Titolo originale: Nightmare Alley

Regia: Guillermo del Toro

Anno: 2021

Produzione: Stati Uniti d’America, Messico

una recensione a cura di Alessandro Cellamare

Fine anni 30, la guerra è alle porte.
Una stanza, qualcuno brucia un cadavere, la casa va in fiamme.
Ellissi.
Campi lunghi, lunghissimi, un uomo con un cappello arriva di notte, la pioggia, un circo.
Non è un cut da un film di Fritz Lang o John Ford, ma solo l’ultimo lavoro di Guillermo del Toro.
E’ La fiera delle illusioni.

La fiera delle illusioni img 1 ale c

E’ la grande illusione di quel cinema antico cui sembrano credere più solo in pochi, dove le immagini erano al servizio del racconto prima ancora che dello stupore. Nightmare Alley vi appartiene come ultimo nipote di quei “nonni cinematografici” necessariamente narrativi che avevano esaurito la carica delle meraviglie di Méliès e si approntavano finalmente a raccontare, e nel migliore dei modi.

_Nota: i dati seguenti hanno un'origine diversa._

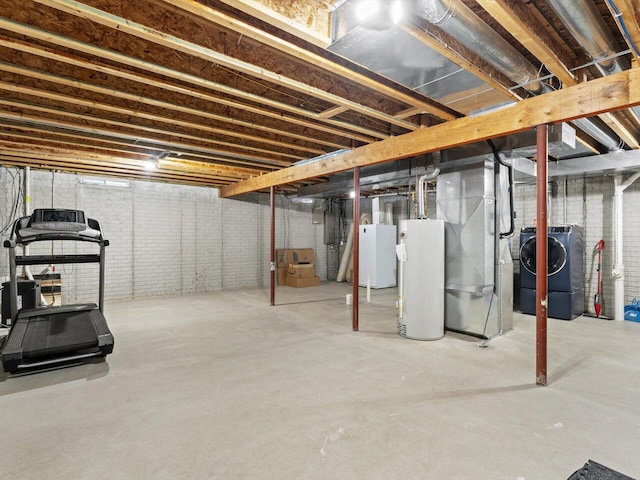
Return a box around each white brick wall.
[513,176,640,316]
[0,168,320,303]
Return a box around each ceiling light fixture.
[144,160,158,171]
[356,0,380,23]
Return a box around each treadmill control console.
[28,208,87,232]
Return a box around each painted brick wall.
[0,168,327,303]
[512,176,640,316]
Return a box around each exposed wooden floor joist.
[221,69,640,197]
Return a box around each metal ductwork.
[547,0,630,75]
[415,0,544,94]
[547,0,640,125]
[415,0,623,151]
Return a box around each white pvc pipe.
[611,175,624,321]
[612,172,640,321]
[367,275,371,303]
[418,168,440,218]
[336,222,353,282]
[398,233,404,323]
[22,167,47,305]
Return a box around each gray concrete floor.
[0,283,640,480]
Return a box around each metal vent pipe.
[415,0,623,151]
[547,0,630,76]
[547,0,640,125]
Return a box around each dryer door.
[520,236,567,276]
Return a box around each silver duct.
[415,0,623,151]
[415,0,543,93]
[547,0,630,75]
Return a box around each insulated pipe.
[418,168,440,218]
[612,172,640,321]
[351,167,360,332]
[415,0,622,151]
[336,222,355,283]
[269,185,276,306]
[536,125,548,387]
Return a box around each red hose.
[593,240,604,317]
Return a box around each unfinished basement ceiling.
[0,0,640,191]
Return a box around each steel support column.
[536,125,548,386]
[269,186,276,305]
[352,167,360,332]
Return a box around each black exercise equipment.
[1,208,113,373]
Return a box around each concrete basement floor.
[0,283,640,480]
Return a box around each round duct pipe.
[414,0,624,151]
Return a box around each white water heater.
[358,223,397,288]
[397,219,444,340]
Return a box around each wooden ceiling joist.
[402,24,522,100]
[0,154,230,188]
[222,0,330,48]
[220,65,640,197]
[0,79,318,160]
[0,148,239,182]
[606,0,640,60]
[476,0,640,148]
[0,34,388,144]
[0,62,340,159]
[0,132,264,180]
[162,0,458,120]
[476,0,578,86]
[34,0,419,131]
[0,119,278,175]
[0,109,291,167]
[0,18,388,143]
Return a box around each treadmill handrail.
[4,216,109,248]
[16,254,100,266]
[4,210,109,323]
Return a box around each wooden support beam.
[164,0,458,121]
[220,69,640,197]
[34,0,419,130]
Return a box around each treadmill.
[0,208,113,373]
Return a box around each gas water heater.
[397,219,445,340]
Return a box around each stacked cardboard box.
[276,248,320,287]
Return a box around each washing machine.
[520,225,584,320]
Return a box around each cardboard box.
[276,248,314,268]
[286,277,320,288]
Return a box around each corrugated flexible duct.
[415,0,623,150]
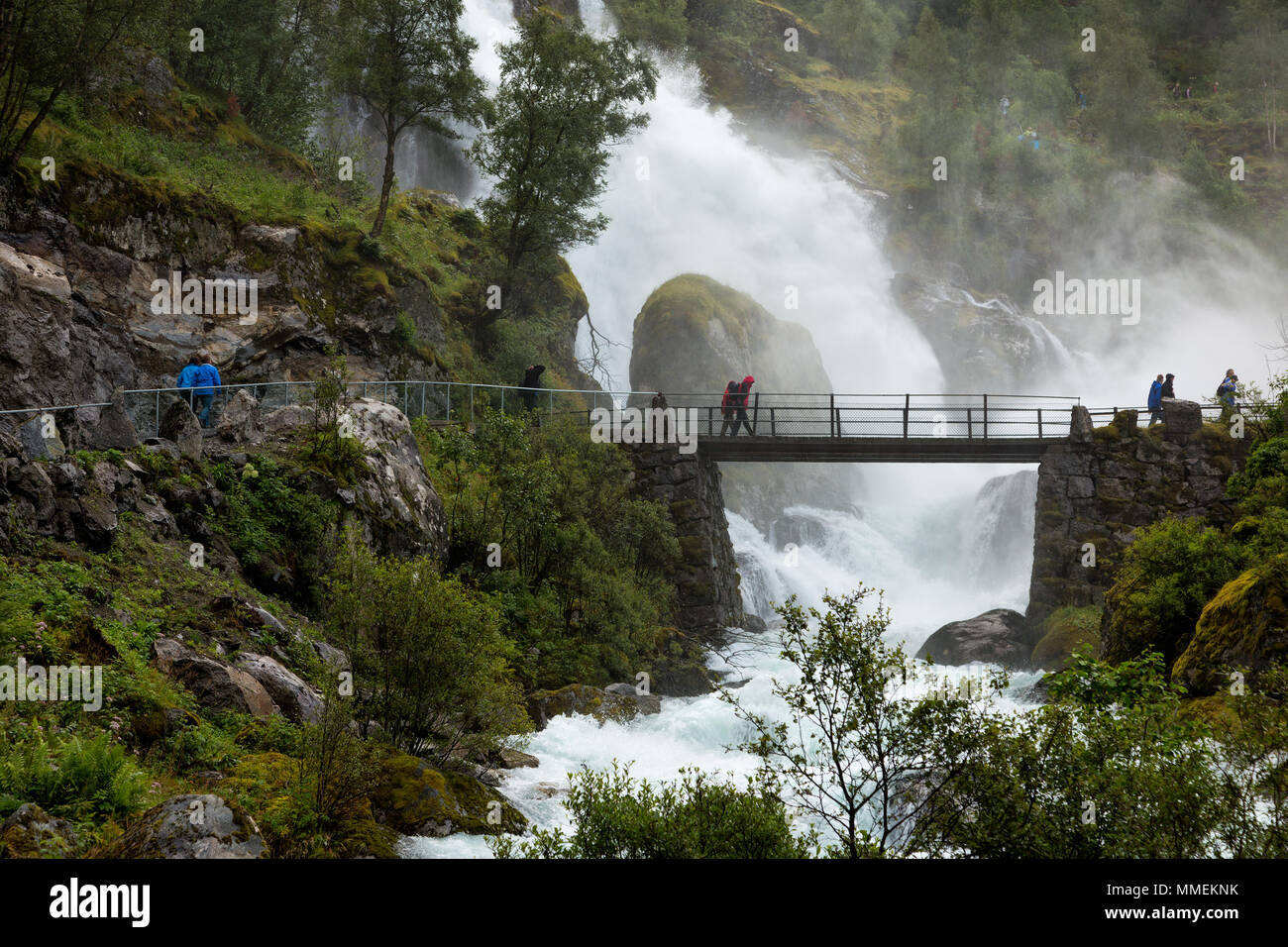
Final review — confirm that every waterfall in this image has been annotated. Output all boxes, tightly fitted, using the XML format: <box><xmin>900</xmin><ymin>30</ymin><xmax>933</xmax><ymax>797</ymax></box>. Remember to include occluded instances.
<box><xmin>403</xmin><ymin>0</ymin><xmax>1035</xmax><ymax>857</ymax></box>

E’ l’illusione del prestigiatore, simbolo umano dell’arte cinematografica, che inganna e per cui si paga proprio per essere ingannati, consciamente o meno, come il ricco Ezra Grindle, con la speranza di fuggire da una vita inappagante e fuori controllo.

E’ l’illusione di riuscire a nascondere il passato, prima con un’esistenza nell’ombra, poi col tentativo di ribaltarla sprezzanti delle tracce sulla sabbia, ignari che “il passato non muore mai e non è neanche passato”.
E’ infine l’illusione di riuscire a salvarsi salvando qualcun altro (una donna, un uomo-bestia), salvo poi ritrovarsi dall’altra parte e tornare al punto di partenza, ma stavolta senza via d’uscita e senza un fuoco che possa cancellare.

Guillermo del Toro, dopo anni di cinema fantastico – dal macabro infantile dei primi lavori, passando per il fumetto e la fantascienza -, tenta la svolta verso il cinema realista ma non senza echi tra il mistero e lo spiritismo.

L’approdo è elegante, un esercizio di regia che omaggia il cinema d’antan e mostra un mestiere che forse neanche si sospettava. E’ una sterzata d’autore che ricorda quella di Sam Raimi verso il fantastico meno horrorifico/iper-realistico di The Gift e il noir di Soldi sporchi. Persino nella struttura La fiera delle illusioni sorprende e spiazza distruggendo le aspettative: a una prima parte circense e drammatica, che sembra provenire direttamente da La città dei bambini perduti di Jeunet e Caro deprivata del grottesco e del favolistico, fa da contraltare una seconda che cambia rotta e si trasforma in un noir classico e intenso con una Cate Blanchett da antologia del genere.

La fiera delle illusioni img 3 ale c

Il risultato è un’altalena di emozioni a soli due movimenti ma che ha dell’epico, grazie anche alla lunga (ma corretta) metratura e a un finale grottesco e amaro che sembra un incubo polanskiano.
Forse il punto più alto della cinematografia di del Toro assieme a Il labirinto del fauno, La fiera delle illusioni è un gioiello di nostalgia per chi ha già sedimentato il grande cinema del passato, ma soprattutto una grande opportunità per chi non ne ha ancora avuto l’occasione.